Anyway, getting back to the summary: Eve shows up and Adam shows her around, and they talk and philosophize and opine about just how tragic it is that the zombies can't be as wise and good and refined and civilized as they are. Adam seems to cheer up for a while under Eve's influence, but their reverie is rudely interrupted by the arrival of Ava, Eve's "teenage" sister from LA, who shows up uninvited in their house one night, asking if she can crash on their couch and eat their "food".
Mia Wasikowska is spot-on with her portrayal of Ava as a bratty, self-absorbed teenie-bopper who either can't read anger in other people's voices and faces, or else has complete faith that pouting and begging will get her out of trouble when said people inevitably explode at her. The character is grating, but that's definitely intentional here, since she's practically the only character who induces change at all: without her, Adam and Eve would probably spend the whole movie lounging around, listening to indie music on vinyl, and drinking type O negative out of crystal absinthe-glasses. Their existence is stable and comfortable, if a bit dull: Ava throws a wrench into all that.
The main reason I tuned in was for the promise of a vampire movie set in Detroit. With its wide-open spaces, appalling murder rate, spotty law enforcement, and large numbers of streetlights that just don't work, Detroit seemed like the kind of place where vampires would run wild.

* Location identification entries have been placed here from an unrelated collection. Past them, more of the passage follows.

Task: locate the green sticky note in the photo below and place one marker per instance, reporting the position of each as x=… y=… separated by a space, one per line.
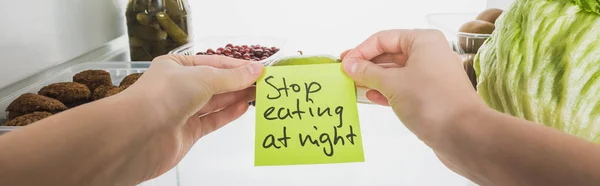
x=306 y=114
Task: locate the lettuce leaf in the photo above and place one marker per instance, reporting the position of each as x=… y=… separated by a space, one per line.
x=542 y=63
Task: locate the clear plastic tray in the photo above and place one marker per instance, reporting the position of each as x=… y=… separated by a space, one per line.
x=118 y=71
x=449 y=23
x=201 y=45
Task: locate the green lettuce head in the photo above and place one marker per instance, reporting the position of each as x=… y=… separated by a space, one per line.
x=542 y=63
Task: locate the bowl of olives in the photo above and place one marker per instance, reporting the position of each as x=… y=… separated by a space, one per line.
x=466 y=32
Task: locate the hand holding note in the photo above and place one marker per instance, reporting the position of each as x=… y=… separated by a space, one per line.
x=306 y=114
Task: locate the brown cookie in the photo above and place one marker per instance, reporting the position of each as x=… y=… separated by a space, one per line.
x=93 y=79
x=29 y=103
x=70 y=93
x=100 y=92
x=114 y=91
x=13 y=115
x=28 y=119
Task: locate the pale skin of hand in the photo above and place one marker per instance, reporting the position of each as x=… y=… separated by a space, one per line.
x=136 y=135
x=422 y=79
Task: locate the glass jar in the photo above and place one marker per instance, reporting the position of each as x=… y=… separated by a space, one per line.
x=156 y=27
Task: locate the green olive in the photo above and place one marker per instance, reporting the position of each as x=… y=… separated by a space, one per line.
x=477 y=27
x=489 y=15
x=469 y=69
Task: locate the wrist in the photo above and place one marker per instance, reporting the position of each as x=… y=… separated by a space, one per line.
x=464 y=127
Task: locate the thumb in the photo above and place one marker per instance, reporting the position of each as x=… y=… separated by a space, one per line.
x=220 y=80
x=364 y=72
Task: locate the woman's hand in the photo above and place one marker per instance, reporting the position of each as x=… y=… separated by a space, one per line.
x=418 y=75
x=192 y=96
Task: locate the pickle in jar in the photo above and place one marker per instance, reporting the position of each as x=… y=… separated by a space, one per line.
x=175 y=9
x=147 y=20
x=176 y=33
x=147 y=33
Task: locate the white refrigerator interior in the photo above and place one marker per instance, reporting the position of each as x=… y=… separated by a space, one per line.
x=56 y=32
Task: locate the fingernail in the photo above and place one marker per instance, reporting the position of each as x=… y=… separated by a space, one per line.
x=350 y=65
x=255 y=67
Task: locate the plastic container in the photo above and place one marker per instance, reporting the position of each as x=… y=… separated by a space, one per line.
x=449 y=23
x=201 y=45
x=118 y=71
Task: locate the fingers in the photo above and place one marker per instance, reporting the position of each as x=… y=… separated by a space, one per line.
x=211 y=122
x=221 y=101
x=389 y=41
x=218 y=81
x=343 y=55
x=377 y=98
x=397 y=59
x=365 y=73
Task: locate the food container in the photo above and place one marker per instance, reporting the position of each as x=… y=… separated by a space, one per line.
x=201 y=45
x=449 y=24
x=118 y=71
x=156 y=27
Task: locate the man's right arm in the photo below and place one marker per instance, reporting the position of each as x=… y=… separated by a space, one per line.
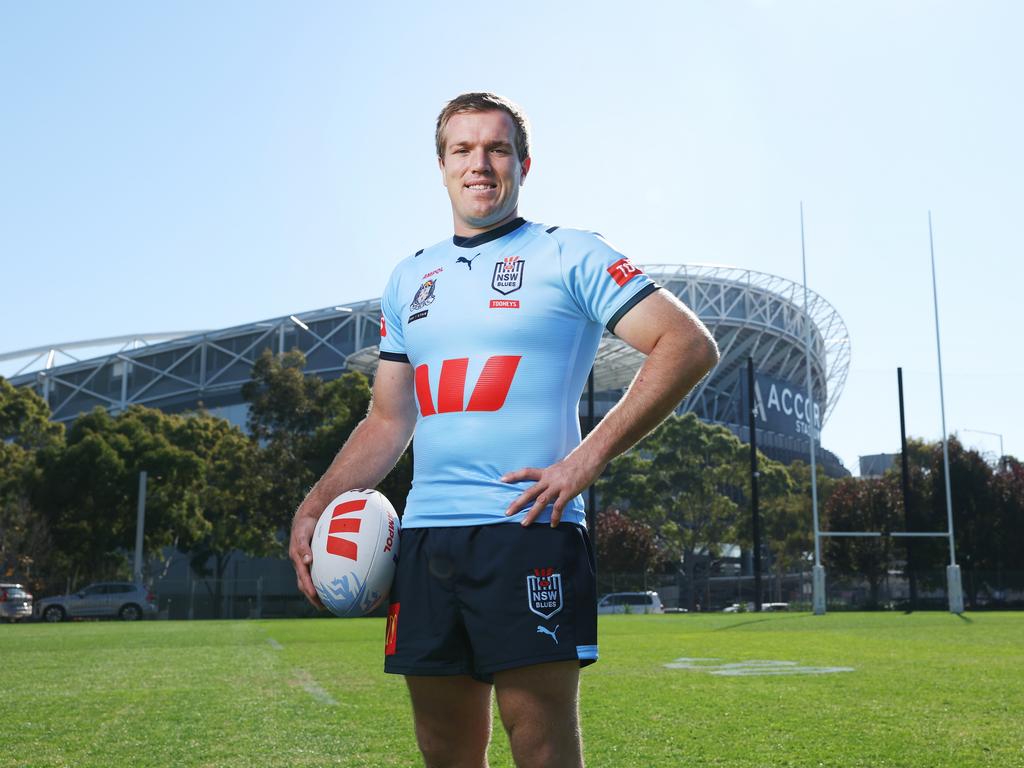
x=364 y=461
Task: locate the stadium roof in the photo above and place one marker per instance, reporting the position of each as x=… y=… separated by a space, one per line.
x=749 y=312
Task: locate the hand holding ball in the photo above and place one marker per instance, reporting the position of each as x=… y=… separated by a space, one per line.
x=355 y=548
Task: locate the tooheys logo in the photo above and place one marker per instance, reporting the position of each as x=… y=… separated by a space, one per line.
x=623 y=271
x=340 y=524
x=488 y=394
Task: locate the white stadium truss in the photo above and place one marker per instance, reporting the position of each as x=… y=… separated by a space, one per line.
x=749 y=313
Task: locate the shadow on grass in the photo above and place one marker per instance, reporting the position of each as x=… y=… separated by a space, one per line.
x=774 y=617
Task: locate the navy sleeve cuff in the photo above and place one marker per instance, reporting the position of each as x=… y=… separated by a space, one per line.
x=639 y=296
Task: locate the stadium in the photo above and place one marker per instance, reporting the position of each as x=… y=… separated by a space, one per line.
x=751 y=314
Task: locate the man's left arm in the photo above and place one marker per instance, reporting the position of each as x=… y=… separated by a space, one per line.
x=680 y=352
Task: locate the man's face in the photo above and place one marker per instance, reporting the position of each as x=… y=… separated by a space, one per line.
x=481 y=170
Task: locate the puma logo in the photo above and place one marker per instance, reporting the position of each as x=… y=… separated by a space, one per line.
x=546 y=631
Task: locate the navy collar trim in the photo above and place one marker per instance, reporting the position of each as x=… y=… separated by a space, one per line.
x=479 y=240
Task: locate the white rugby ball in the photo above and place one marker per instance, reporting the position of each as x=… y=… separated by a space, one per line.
x=355 y=549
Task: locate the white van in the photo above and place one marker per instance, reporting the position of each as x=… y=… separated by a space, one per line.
x=631 y=602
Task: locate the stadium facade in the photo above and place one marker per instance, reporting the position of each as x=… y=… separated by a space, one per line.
x=750 y=313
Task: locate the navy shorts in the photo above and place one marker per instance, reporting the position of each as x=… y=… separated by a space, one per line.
x=475 y=600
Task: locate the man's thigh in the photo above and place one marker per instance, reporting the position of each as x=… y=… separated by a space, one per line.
x=540 y=710
x=453 y=719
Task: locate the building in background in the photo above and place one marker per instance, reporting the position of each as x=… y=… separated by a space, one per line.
x=750 y=313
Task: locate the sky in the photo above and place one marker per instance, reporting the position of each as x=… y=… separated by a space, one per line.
x=195 y=166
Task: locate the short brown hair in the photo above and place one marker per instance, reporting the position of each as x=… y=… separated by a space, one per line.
x=484 y=102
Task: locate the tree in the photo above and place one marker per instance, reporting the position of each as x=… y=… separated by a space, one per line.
x=1009 y=493
x=231 y=486
x=301 y=423
x=88 y=489
x=868 y=505
x=25 y=430
x=678 y=480
x=625 y=545
x=976 y=522
x=786 y=523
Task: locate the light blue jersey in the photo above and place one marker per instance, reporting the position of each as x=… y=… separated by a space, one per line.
x=501 y=330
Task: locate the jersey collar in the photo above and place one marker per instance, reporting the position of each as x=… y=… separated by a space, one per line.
x=479 y=240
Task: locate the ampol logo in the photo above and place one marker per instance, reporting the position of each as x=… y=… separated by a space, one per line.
x=544 y=592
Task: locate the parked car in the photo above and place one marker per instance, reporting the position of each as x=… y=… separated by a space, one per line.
x=15 y=602
x=748 y=607
x=122 y=599
x=631 y=602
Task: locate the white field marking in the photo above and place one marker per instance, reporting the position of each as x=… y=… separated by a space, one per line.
x=752 y=668
x=313 y=688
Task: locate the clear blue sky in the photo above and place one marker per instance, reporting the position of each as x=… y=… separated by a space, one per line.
x=169 y=166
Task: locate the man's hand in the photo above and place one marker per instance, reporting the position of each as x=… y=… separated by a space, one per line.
x=302 y=557
x=557 y=484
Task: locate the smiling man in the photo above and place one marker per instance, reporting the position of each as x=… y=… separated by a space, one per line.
x=496 y=586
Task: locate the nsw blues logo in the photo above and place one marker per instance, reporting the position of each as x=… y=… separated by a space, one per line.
x=508 y=275
x=544 y=592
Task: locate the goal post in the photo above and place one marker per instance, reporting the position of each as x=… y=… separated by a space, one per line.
x=954 y=588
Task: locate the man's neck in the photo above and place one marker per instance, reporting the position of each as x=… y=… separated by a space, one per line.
x=462 y=229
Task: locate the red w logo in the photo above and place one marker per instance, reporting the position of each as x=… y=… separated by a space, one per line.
x=488 y=394
x=335 y=544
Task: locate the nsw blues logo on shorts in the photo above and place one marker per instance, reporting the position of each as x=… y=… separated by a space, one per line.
x=544 y=592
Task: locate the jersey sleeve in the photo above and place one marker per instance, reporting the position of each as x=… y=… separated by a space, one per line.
x=604 y=284
x=392 y=346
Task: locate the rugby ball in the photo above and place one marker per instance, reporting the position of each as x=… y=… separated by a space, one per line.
x=355 y=549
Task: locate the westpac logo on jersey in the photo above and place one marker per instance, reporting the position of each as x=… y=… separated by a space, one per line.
x=544 y=592
x=488 y=393
x=508 y=274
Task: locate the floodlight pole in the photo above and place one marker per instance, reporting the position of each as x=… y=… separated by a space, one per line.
x=591 y=492
x=755 y=511
x=139 y=528
x=818 y=581
x=905 y=485
x=954 y=589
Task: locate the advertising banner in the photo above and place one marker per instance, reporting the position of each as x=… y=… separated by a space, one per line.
x=780 y=407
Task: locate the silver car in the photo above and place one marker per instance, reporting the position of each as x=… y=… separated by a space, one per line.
x=631 y=602
x=122 y=599
x=15 y=602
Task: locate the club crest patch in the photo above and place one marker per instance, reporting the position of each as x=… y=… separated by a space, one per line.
x=508 y=275
x=544 y=592
x=424 y=296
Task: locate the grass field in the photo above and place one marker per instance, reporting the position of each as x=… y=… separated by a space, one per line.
x=927 y=689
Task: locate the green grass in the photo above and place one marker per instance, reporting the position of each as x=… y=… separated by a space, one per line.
x=928 y=690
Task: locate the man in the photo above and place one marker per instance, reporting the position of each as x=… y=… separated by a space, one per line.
x=486 y=340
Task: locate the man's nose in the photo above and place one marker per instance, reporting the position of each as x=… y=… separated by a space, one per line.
x=481 y=161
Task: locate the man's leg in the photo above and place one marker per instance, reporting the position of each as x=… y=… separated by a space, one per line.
x=453 y=720
x=541 y=713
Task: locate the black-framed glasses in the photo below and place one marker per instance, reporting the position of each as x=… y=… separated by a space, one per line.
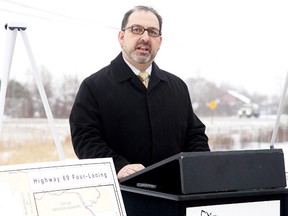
x=139 y=30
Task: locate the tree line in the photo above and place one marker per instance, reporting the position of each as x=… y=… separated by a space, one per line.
x=24 y=101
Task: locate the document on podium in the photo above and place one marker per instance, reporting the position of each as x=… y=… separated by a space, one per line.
x=81 y=187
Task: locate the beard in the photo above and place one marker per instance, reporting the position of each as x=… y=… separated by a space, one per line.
x=138 y=57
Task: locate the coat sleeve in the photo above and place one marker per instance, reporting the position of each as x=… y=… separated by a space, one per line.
x=86 y=129
x=196 y=138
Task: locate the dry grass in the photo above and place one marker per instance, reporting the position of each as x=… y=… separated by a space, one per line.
x=31 y=141
x=32 y=151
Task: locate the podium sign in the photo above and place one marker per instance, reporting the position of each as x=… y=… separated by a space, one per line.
x=80 y=187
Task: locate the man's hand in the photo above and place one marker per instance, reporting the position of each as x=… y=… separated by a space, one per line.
x=129 y=169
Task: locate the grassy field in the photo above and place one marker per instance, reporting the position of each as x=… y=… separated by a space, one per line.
x=31 y=141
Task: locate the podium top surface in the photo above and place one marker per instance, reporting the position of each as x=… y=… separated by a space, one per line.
x=206 y=172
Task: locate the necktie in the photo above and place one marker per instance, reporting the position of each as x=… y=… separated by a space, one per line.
x=144 y=77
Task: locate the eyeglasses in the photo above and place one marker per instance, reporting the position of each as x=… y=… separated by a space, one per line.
x=139 y=30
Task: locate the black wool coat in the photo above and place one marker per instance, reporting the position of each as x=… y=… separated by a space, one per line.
x=114 y=115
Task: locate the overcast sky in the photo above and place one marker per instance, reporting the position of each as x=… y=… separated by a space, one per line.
x=240 y=42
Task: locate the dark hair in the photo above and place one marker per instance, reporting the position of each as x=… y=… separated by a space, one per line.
x=141 y=8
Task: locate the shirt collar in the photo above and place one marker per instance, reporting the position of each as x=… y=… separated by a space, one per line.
x=135 y=70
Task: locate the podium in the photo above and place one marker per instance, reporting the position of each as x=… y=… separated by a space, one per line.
x=188 y=180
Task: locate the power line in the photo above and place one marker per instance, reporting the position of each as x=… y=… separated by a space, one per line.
x=49 y=13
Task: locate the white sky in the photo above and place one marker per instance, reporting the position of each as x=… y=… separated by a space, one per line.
x=240 y=42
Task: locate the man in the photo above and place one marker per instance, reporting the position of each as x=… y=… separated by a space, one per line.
x=116 y=115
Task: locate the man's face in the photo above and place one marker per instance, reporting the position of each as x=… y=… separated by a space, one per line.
x=140 y=49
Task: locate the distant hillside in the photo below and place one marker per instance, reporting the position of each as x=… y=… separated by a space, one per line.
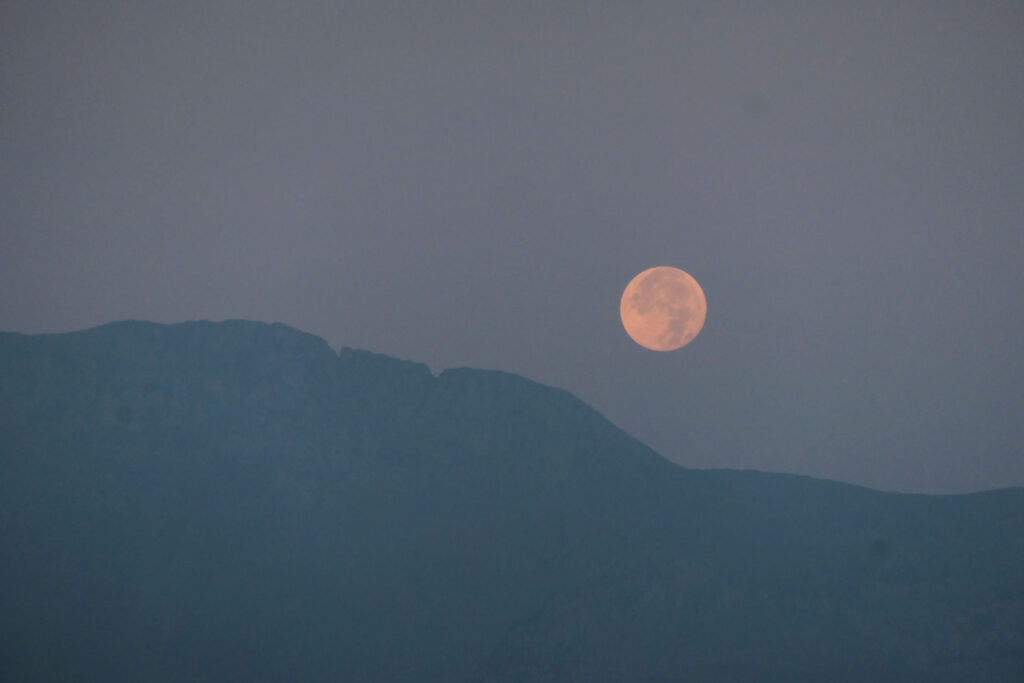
x=237 y=502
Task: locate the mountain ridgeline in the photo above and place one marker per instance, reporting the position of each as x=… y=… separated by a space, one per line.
x=237 y=502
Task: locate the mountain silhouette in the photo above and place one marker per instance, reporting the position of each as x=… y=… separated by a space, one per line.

But Hiddleston's Adam and Swinton's Eve are anything but wild: they're refined, elegant creatures who've had centuries to cultivate perfect taste in music, literature, and even science. They're epicures and philosophers who, instead of spending their (un)lives on the Eternal Hunt, drink sparingly and spend most of their free time creating art. Definitely an interesting take on the standard vampire, a creature ruled by its passions, but I was kinda hoping to see the undead going completely apeshit in the D.
This movie is definitely not for everyone; I don't think it was for me, personally. At least, not more than once. But it was certainly interesting to see vampires as something other than villains or protagonists in an action, horror, or action/horror movie. It was interesting to think of them as people with houses, careers, long-distance relationships, and in-laws they can't stand. But that's part of why I watch movies about vampires in the first place: I want to be entertained with tales of Gothic horror and gratuitous bloodletting.
If you're into indie music and sadness and being too tragically hip for this world, these are definitely your vampires. But I think my palette has been thoroughly cleansed, and I'm ready to get back on the vampire-as-monster bandwagon, thanks.